There are a couple of potential problems. First, the assumption of periodic simulations is that your box size is large enough that there is no effect on an atom from its nearest periodic replica. I come from the world of biomolecular simulations, where we typically "pad" our proteins with at least 1 nm of water. I would guess that your entire proposed simulation box is not much more than 1 nm to a side, so you might get some really weird dynamics from atoms that "see" their periodic images.
Second, even if your simulation is big enough to avoid that, there can be finite size effects in the properties of the materials you're studying. That is to say, whatever observable you try to calculate may actually depend on the size of the box. (In some cases, such as diffusion in liquids, this can be used to extrapolate to the bulk limit by simulating at several sizes.) This is even a risk in the large-scale production simulations for publications, but at very small box sizes the effects will be more pronounced.

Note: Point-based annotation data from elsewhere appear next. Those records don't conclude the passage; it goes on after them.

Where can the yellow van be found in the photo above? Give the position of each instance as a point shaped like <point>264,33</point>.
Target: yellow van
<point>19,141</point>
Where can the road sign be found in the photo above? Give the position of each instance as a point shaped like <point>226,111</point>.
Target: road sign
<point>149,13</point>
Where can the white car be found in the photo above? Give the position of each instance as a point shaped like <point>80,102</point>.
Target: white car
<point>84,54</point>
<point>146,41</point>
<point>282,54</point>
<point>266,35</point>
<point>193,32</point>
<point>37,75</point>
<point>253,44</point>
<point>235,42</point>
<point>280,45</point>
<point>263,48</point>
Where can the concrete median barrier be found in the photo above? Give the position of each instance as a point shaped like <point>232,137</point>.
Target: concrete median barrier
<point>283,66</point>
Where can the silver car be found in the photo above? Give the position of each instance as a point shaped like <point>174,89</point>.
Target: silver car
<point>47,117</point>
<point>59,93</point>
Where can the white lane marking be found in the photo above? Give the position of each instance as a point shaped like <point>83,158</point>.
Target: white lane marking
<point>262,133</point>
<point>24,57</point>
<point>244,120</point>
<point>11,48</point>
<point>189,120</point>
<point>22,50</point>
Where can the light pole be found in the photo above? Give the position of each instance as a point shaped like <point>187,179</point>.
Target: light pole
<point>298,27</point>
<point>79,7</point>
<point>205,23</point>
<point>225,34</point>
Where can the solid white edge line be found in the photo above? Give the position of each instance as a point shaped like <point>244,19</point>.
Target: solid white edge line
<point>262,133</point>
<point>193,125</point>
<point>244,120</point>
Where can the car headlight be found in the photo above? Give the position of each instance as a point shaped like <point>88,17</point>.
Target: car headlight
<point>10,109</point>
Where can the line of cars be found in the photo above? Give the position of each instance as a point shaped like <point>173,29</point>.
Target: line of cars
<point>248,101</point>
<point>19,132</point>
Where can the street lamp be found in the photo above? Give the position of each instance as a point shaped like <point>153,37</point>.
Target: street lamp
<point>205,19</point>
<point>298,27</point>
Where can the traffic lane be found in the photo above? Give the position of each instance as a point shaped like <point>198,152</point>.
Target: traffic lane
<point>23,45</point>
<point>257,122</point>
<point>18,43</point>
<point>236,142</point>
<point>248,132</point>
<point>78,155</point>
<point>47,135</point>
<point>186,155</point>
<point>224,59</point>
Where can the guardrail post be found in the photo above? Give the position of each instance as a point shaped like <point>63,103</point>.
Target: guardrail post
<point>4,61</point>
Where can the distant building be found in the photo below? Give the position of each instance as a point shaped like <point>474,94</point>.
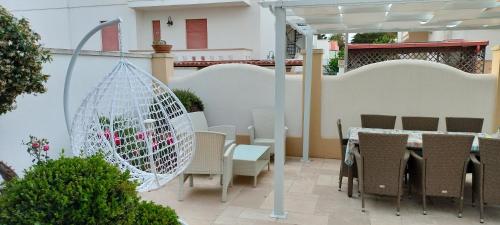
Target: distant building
<point>493,36</point>
<point>197,29</point>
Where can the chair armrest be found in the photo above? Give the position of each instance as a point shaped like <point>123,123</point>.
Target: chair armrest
<point>251,132</point>
<point>228,130</point>
<point>474,160</point>
<point>228,161</point>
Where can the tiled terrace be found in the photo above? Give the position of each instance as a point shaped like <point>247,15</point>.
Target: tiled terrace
<point>311,198</point>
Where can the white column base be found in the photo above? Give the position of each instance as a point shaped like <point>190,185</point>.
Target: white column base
<point>279,217</point>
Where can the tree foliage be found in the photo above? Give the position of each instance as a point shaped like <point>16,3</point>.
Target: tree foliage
<point>21,60</point>
<point>374,38</point>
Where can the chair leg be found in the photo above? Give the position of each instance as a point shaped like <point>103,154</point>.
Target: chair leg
<point>460,206</point>
<point>424,204</point>
<point>481,209</point>
<point>225,184</point>
<point>340,181</point>
<point>180,193</point>
<point>398,204</point>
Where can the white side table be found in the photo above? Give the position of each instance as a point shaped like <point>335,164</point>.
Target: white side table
<point>250,160</point>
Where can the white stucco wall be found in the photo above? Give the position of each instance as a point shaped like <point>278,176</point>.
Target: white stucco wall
<point>406,88</point>
<point>402,88</point>
<point>43,115</point>
<point>230,91</point>
<point>249,27</point>
<point>63,23</point>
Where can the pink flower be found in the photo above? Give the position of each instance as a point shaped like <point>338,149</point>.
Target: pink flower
<point>140,135</point>
<point>107,134</point>
<point>117,140</point>
<point>155,145</point>
<point>170,139</point>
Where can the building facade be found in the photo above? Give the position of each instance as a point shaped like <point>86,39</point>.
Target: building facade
<point>197,29</point>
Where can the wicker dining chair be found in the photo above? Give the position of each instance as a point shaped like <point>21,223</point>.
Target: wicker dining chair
<point>381,165</point>
<point>378,121</point>
<point>420,123</point>
<point>462,124</point>
<point>486,182</point>
<point>344,167</point>
<point>441,170</point>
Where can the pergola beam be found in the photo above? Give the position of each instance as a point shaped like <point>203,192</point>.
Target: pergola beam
<point>279,103</point>
<point>307,79</point>
<point>319,3</point>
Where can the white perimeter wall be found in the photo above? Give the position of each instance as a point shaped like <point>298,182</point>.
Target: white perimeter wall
<point>230,91</point>
<point>63,23</point>
<point>410,88</point>
<point>43,115</point>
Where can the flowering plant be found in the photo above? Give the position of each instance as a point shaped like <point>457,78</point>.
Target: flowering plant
<point>38,148</point>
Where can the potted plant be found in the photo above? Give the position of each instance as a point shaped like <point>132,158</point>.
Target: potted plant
<point>161,46</point>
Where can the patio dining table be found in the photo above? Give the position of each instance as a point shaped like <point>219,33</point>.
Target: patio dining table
<point>414,141</point>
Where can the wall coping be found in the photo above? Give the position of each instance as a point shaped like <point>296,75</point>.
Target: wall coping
<point>61,51</point>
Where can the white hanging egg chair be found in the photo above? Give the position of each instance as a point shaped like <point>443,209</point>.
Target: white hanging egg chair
<point>136,122</point>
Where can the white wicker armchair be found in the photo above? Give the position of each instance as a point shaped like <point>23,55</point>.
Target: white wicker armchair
<point>211,158</point>
<point>200,124</point>
<point>262,130</point>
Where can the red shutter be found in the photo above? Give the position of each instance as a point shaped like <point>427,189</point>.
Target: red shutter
<point>196,33</point>
<point>156,30</point>
<point>109,37</point>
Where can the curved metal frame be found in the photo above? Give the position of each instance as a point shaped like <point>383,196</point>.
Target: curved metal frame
<point>71,66</point>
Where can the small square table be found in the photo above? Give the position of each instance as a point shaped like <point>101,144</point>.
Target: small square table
<point>250,160</point>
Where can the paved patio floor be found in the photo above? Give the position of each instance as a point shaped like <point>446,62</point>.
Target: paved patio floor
<point>311,198</point>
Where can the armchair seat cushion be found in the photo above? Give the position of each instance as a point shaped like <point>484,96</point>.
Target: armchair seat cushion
<point>228,143</point>
<point>266,141</point>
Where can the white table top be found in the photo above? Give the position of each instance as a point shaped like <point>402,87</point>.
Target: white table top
<point>249,152</point>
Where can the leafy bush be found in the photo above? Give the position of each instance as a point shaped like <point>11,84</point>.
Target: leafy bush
<point>76,191</point>
<point>149,213</point>
<point>21,60</point>
<point>190,100</point>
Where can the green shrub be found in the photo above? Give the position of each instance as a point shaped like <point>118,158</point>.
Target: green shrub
<point>21,60</point>
<point>149,213</point>
<point>191,101</point>
<point>70,191</point>
<point>77,191</point>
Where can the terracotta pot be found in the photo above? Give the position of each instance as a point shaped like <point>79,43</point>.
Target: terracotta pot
<point>162,48</point>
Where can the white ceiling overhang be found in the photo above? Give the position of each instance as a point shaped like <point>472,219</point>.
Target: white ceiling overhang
<point>354,16</point>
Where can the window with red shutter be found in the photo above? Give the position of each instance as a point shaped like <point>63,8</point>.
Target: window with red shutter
<point>156,30</point>
<point>109,38</point>
<point>196,34</point>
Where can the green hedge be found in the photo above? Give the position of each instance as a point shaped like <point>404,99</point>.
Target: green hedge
<point>77,191</point>
<point>190,100</point>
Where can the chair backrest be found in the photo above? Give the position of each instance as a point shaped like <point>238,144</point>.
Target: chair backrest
<point>263,122</point>
<point>462,124</point>
<point>199,121</point>
<point>382,161</point>
<point>445,159</point>
<point>490,156</point>
<point>209,153</point>
<point>420,123</point>
<point>378,121</point>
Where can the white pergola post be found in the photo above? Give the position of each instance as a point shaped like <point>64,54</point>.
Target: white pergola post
<point>307,96</point>
<point>279,102</point>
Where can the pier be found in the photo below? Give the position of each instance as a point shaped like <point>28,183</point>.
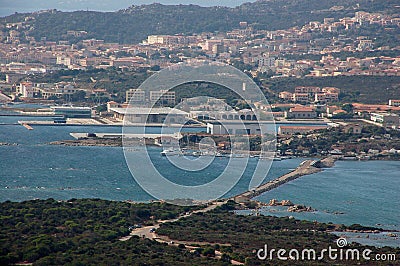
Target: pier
<point>305,168</point>
<point>27,126</point>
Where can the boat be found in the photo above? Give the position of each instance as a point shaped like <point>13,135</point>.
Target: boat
<point>169,152</point>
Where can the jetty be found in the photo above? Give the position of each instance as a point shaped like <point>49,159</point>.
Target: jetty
<point>27,126</point>
<point>305,168</point>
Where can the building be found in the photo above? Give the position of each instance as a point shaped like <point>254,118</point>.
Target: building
<point>301,113</point>
<point>309,90</point>
<point>72,112</point>
<point>326,97</point>
<point>135,96</point>
<point>26,89</point>
<point>353,129</point>
<point>394,103</point>
<point>387,120</point>
<point>285,95</point>
<point>59,90</point>
<point>291,130</point>
<point>301,97</point>
<point>240,115</point>
<point>162,97</point>
<point>239,128</point>
<point>141,115</point>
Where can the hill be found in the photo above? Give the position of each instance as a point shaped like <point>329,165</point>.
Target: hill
<point>133,24</point>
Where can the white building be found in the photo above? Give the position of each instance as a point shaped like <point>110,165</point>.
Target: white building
<point>386,119</point>
<point>141,115</point>
<point>135,96</point>
<point>239,128</point>
<point>163,97</point>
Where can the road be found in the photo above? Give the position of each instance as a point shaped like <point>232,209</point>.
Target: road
<point>147,232</point>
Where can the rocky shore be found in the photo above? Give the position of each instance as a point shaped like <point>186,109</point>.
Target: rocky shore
<point>102,142</point>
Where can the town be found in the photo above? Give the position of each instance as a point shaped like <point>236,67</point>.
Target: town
<point>331,48</point>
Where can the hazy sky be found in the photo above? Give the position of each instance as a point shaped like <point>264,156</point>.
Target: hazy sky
<point>8,7</point>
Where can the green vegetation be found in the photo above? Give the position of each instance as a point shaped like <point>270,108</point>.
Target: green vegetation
<point>135,23</point>
<point>83,232</point>
<point>245,234</point>
<point>87,232</point>
<point>323,141</point>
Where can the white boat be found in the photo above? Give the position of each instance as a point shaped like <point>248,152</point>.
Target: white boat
<point>169,152</point>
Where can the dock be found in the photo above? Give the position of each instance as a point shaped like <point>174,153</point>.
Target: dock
<point>27,126</point>
<point>129,136</point>
<point>305,168</point>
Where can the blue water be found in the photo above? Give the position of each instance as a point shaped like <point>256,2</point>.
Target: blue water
<point>366,193</point>
<point>351,192</point>
<point>34,169</point>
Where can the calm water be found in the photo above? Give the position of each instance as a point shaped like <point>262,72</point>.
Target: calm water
<point>34,169</point>
<point>351,192</point>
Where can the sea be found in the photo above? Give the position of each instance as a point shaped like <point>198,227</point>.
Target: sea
<point>351,192</point>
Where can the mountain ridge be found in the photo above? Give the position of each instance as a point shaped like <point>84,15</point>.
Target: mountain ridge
<point>135,23</point>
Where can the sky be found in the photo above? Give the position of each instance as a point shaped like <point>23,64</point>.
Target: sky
<point>8,7</point>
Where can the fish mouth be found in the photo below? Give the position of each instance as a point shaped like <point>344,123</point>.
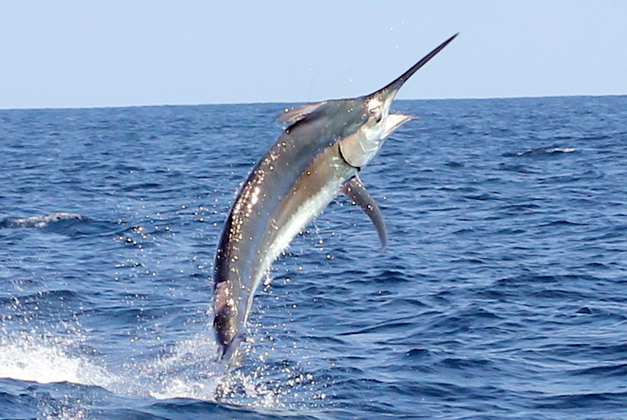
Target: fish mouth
<point>388,92</point>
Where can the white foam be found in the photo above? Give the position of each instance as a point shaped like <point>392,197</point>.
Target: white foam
<point>44,363</point>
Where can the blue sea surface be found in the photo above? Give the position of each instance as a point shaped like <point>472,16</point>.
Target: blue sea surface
<point>502,293</point>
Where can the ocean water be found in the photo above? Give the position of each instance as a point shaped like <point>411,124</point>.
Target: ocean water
<point>502,293</point>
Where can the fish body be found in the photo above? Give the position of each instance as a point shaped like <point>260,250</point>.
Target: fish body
<point>318,156</point>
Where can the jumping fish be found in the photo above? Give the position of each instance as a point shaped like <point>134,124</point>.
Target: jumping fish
<point>317,156</point>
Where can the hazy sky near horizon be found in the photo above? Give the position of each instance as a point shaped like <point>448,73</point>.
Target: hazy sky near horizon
<point>151,52</point>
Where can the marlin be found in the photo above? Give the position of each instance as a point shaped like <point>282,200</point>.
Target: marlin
<point>318,156</point>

Solution: You're probably underestimating the power of your hardware. I regularly run simulations of 1500-2000 atoms on my 5 year old laptop (using molecular mechanics). It's fast enough that I can use these systems to test the methods I develop, and (given my choice of system) "real" enough that when it comes time to publish, it's considered an acceptable test of the method.
You might be interested in these old LAMMPS benchmarks: https://lammps.sandia.gov/bench.html. For example, under "metallic solid," the 1-processor tests say that a Linux desktop in 2012 ran 100 steps of 32000 atoms in under 6 seconds. The protein example is a bit slower, coming in at 36 seconds on that computer.